No processo de cisão, a nova companhia leva consigo os negócios relacionados a petróleo e gás, geração e transmissão de energia e serviços relacionados, além da participação majoritária do grupo na Siemens Gamesa, de engenharia eólica. Já a Siemens se dedicará aos segmentos de automação, digitalização industrial e infraestrutura inteligente.

Em energia, os principais vetores de crescimento para o grupo estão nos elos de geração e transmissão. São áreas de grande potencial para o mercado brasileiro e nas quais a Siemens já detém participação relevante. Seus equipamentos e sistemas são responsáveis por 50% da geração, transmissão e distribuição de eletricidade do país.

“O Brasil é uma potência para as renováveis. A solar está em forte crescimento em todo o território nacional. Na área eólica, o Brasil seguirá crescendo onshore [em terra] e alguns investidores já começam a olhar o offshore [no mar]. Em transmissão, os negócios continuam se expandindo a taxas significativas, vemos isso nos leilões, ainda não está maduro como em outras regiões do mundo”, avalia Clark.

Também está na mira da empresa o novo mercado de gás, uma das grandes apostas da equipe econômica do governo para a retomada pós-pandemia. Na visão do presidente da Siemens Energy, o gás natural será o combustível de transição e ajudará a acelerar a entrada das renováveis na matriz energética brasileira. “As renováveis têm a característica de intermitência, fontes despacháveis [como termelétricas a gás] são importantes para garantir segurança”, destaca.

Além de fornecer equipamentos e soluções para projetos termelétricos, a Siemens é sócia em dois deles: o Gás Natural Açu (GNA 1), junto da Prumo Logística e da BP; e a usina de Coari, em conjunto com a Amazonas Energia (distribuidora da Eletrobras que foi privatizada).
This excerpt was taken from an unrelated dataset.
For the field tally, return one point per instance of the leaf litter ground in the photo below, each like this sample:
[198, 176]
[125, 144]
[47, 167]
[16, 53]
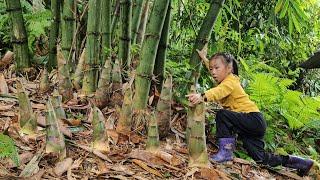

Segundo Clark, novos investimentos do gênero estão no radar. Ele destaca a forte procura por “Energy as a Service”, modelo em que o cliente contrata uma solução completa e integrada de geração ou eficiência energética. “Mesmo os grandes clientes industriais não querem colocar capital numa estrutura exclusiva de geração de energia, transformadores, etc. Então começamos a servi-los dessa forma”. Um exemplo é a parceria fechada no ano passado com a Braskem para modernização do sistema elétrico da central petroquímica no polo de ABC (SP).

Na outra ponta, a Siemens ficará dedicada à “revolução digital” nas cidades e indústria. No Brasil, a aposta é que os negócios ganhem fôlego com o novo marco regulatório de saneamento, que representou um impulso à agenda de cidades, afirma Fava. No ramo industrial, o executivo diz que a busca por digitalização e automação é crescente e vem se tornando mais intensa mesmo entre setores já competitivos em âmbito internacional, como mineração e papel e celulose.

Ainda não há definição sobre como ficará o plano de investimento no Brasil. Em 2018, a multinacional se comprometeu com aportes de cerca de • 1 bilhão até 2023. “É cedo para dizer, mas a lógica me diz que [o plano] será mantido. Os investimentos estão no cronograma e até mais acelerados”, diz Clark.